The spin-1/2 Heisenberg chain: thermodynamics, quantum criticality and spin-Peierls exponents

TL;DR

This paper investigates the thermodynamics and quantum critical behavior of the spin-1/2 Heisenberg chain, analyzing low-temperature corrections, resolving debates on specific heat, and calculating spin-Peierls exponents under magnetic fields.

Contribution

It provides new numerical and analytical insights into the thermodynamics and critical exponents of the Heisenberg chain, including low-temperature logarithmic corrections and field-dependent spin-Peierls exponents.

Findings

Logarithmic corrections in susceptibility and specific heat at extremely low temperatures.

Resolution of a longstanding controversy regarding the specific heat.
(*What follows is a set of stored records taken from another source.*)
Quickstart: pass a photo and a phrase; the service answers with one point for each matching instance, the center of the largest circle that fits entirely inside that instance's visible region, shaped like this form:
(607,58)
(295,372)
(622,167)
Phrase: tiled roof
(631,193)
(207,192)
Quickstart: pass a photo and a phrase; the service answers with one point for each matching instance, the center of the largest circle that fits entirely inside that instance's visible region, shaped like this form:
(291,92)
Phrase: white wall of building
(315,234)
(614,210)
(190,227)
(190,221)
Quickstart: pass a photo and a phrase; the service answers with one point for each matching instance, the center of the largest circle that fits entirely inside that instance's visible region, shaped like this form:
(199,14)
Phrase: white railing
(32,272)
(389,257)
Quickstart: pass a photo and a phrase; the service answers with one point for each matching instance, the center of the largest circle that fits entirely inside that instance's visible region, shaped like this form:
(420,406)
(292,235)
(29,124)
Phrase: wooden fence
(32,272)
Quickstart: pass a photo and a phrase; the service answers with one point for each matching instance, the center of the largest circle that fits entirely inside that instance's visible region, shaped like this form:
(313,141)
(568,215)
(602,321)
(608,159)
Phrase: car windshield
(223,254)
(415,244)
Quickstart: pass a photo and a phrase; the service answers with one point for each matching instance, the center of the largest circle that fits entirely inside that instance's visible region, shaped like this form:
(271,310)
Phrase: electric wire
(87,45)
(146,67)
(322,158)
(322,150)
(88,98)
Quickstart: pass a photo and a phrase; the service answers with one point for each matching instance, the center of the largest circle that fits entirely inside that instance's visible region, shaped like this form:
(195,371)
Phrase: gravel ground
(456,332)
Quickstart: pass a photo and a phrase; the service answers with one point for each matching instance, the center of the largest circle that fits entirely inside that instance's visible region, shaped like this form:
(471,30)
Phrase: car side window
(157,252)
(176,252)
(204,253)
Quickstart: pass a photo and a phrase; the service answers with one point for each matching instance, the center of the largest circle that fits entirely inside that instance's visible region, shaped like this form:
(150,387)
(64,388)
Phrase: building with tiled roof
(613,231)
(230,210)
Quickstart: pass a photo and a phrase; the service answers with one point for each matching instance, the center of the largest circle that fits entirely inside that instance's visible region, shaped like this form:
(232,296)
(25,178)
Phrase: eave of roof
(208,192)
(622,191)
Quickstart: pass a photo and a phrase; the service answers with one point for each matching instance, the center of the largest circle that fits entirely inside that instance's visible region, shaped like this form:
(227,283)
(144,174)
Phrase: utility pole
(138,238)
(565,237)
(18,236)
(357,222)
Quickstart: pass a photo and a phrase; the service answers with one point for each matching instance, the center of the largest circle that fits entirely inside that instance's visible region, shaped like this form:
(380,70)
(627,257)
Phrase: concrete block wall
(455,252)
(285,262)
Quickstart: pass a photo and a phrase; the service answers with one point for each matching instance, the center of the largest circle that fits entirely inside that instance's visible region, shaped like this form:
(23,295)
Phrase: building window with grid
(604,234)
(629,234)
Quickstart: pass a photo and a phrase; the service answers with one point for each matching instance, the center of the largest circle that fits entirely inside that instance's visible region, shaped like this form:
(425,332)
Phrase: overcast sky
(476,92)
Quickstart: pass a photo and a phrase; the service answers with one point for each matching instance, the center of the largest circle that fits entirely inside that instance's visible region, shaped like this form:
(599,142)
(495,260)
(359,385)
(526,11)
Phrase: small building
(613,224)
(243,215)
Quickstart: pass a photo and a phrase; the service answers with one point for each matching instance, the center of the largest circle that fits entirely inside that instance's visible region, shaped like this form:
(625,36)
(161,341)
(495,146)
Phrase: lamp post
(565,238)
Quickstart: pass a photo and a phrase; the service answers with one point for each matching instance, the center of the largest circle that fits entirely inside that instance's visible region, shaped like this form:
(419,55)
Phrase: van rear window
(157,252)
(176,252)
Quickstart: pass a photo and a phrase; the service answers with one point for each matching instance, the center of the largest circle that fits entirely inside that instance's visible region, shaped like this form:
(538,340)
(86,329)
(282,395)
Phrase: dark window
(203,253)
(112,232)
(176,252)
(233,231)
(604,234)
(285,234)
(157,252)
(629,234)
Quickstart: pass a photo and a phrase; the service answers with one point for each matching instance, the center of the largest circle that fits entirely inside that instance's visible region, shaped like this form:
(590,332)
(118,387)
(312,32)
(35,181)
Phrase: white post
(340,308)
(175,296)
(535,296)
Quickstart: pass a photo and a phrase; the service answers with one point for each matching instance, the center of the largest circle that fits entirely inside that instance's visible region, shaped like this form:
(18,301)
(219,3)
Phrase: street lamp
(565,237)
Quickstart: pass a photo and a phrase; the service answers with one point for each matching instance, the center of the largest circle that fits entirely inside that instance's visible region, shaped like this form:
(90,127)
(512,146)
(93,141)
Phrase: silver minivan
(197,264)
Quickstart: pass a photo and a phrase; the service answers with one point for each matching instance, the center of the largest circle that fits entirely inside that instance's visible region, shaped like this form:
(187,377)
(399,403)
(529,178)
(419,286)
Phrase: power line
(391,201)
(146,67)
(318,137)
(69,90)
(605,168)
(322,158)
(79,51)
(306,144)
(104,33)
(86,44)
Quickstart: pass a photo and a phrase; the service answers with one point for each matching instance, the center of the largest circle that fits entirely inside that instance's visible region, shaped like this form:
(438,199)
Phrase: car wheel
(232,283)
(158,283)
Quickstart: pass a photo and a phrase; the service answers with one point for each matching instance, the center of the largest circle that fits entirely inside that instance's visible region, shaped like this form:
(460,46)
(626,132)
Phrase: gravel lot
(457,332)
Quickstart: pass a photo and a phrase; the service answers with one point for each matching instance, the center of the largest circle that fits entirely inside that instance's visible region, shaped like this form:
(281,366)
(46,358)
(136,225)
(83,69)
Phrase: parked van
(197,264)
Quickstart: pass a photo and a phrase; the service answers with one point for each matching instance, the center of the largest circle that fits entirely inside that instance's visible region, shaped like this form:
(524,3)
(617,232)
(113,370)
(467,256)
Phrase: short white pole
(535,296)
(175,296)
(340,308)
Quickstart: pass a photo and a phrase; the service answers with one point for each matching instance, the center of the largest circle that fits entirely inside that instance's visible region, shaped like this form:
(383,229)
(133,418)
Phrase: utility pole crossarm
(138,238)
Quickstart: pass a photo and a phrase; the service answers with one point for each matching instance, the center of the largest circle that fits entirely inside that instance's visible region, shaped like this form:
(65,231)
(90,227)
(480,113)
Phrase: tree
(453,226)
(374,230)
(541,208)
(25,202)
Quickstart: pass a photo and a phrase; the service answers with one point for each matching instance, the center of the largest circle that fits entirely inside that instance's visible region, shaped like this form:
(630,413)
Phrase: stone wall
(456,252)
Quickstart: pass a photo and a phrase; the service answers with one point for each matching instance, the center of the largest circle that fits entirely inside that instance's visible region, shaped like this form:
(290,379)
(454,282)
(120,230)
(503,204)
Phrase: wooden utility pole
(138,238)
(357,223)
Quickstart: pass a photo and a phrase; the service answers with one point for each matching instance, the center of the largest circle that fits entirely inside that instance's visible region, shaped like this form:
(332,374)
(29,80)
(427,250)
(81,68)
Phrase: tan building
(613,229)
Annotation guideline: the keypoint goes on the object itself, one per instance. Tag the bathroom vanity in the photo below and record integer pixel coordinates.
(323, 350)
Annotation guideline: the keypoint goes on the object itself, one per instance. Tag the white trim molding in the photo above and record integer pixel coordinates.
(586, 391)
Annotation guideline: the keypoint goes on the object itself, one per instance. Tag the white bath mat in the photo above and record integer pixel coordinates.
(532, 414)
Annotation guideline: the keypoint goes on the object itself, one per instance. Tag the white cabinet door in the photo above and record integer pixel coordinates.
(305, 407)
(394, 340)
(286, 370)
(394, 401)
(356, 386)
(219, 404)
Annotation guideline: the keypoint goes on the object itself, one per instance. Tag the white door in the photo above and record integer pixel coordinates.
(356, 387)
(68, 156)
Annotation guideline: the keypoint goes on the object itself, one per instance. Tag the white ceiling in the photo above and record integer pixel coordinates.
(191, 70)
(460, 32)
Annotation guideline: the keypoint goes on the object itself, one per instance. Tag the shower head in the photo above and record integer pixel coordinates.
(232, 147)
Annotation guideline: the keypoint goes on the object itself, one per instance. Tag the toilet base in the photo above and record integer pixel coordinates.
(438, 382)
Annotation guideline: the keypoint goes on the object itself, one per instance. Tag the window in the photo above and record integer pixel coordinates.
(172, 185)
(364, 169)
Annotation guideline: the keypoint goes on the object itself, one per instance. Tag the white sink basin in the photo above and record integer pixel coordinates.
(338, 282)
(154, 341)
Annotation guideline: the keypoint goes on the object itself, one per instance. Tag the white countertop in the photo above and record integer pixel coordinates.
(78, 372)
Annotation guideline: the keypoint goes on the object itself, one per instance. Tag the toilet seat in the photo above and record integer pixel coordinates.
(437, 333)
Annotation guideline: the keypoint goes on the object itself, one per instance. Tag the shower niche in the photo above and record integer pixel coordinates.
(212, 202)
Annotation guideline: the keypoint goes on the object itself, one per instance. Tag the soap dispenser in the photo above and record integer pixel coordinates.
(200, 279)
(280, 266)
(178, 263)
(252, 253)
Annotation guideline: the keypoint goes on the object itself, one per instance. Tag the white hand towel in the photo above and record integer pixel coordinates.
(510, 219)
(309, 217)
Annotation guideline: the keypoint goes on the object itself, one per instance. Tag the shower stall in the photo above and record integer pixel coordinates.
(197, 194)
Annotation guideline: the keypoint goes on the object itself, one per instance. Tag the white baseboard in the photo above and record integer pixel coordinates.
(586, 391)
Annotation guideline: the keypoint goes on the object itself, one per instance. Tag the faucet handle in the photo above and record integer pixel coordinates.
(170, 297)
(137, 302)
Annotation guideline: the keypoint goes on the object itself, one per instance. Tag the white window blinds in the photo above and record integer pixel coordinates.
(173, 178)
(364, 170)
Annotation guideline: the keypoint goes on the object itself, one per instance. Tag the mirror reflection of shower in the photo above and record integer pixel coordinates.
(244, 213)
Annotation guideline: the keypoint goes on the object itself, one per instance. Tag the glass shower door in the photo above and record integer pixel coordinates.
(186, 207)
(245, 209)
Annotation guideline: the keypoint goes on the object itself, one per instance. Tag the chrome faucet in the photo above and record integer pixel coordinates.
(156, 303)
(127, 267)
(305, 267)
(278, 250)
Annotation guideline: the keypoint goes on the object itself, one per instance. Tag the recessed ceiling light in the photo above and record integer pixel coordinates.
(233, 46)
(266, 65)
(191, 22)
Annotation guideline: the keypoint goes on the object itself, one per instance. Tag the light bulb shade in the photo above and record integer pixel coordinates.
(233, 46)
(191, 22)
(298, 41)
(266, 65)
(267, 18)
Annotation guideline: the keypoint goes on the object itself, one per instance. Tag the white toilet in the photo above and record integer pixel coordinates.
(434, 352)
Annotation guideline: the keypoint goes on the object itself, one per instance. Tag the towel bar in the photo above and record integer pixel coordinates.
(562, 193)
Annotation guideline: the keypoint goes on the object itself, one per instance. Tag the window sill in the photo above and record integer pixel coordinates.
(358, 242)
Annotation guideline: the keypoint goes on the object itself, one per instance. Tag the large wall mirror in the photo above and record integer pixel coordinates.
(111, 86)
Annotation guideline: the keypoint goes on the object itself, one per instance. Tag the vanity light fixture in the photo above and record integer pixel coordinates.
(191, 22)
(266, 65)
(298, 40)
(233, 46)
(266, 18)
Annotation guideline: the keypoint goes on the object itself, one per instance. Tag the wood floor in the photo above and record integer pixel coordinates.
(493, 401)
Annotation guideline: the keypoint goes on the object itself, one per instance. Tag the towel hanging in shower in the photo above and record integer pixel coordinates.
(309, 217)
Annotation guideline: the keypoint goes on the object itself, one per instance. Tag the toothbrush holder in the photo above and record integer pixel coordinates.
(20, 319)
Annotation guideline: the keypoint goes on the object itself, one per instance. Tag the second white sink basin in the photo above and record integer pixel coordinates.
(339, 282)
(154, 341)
Calculation of the spin-Peierls exponent as a function of magnetic field.

Abstract

We present numerical and analytical results for the thermodynamical properties of the spin-1/2 Heisenberg chain at arbitrary external magnetic field. Special emphasis is placed on logarithmic corrections in the susceptibility and specific heat at very low temperatures ($T/J=10^{-24}$) and small fields. A longstanding controversy about the specific heat is resolved. At zero temperature the spin-Peierls exponent is calculated in dependence on the external magnetic field. This describes the energy response of the system to commensurate and incommensurate modulations of the lattice. The exponent for the spin gap in the incommensurate phase is given.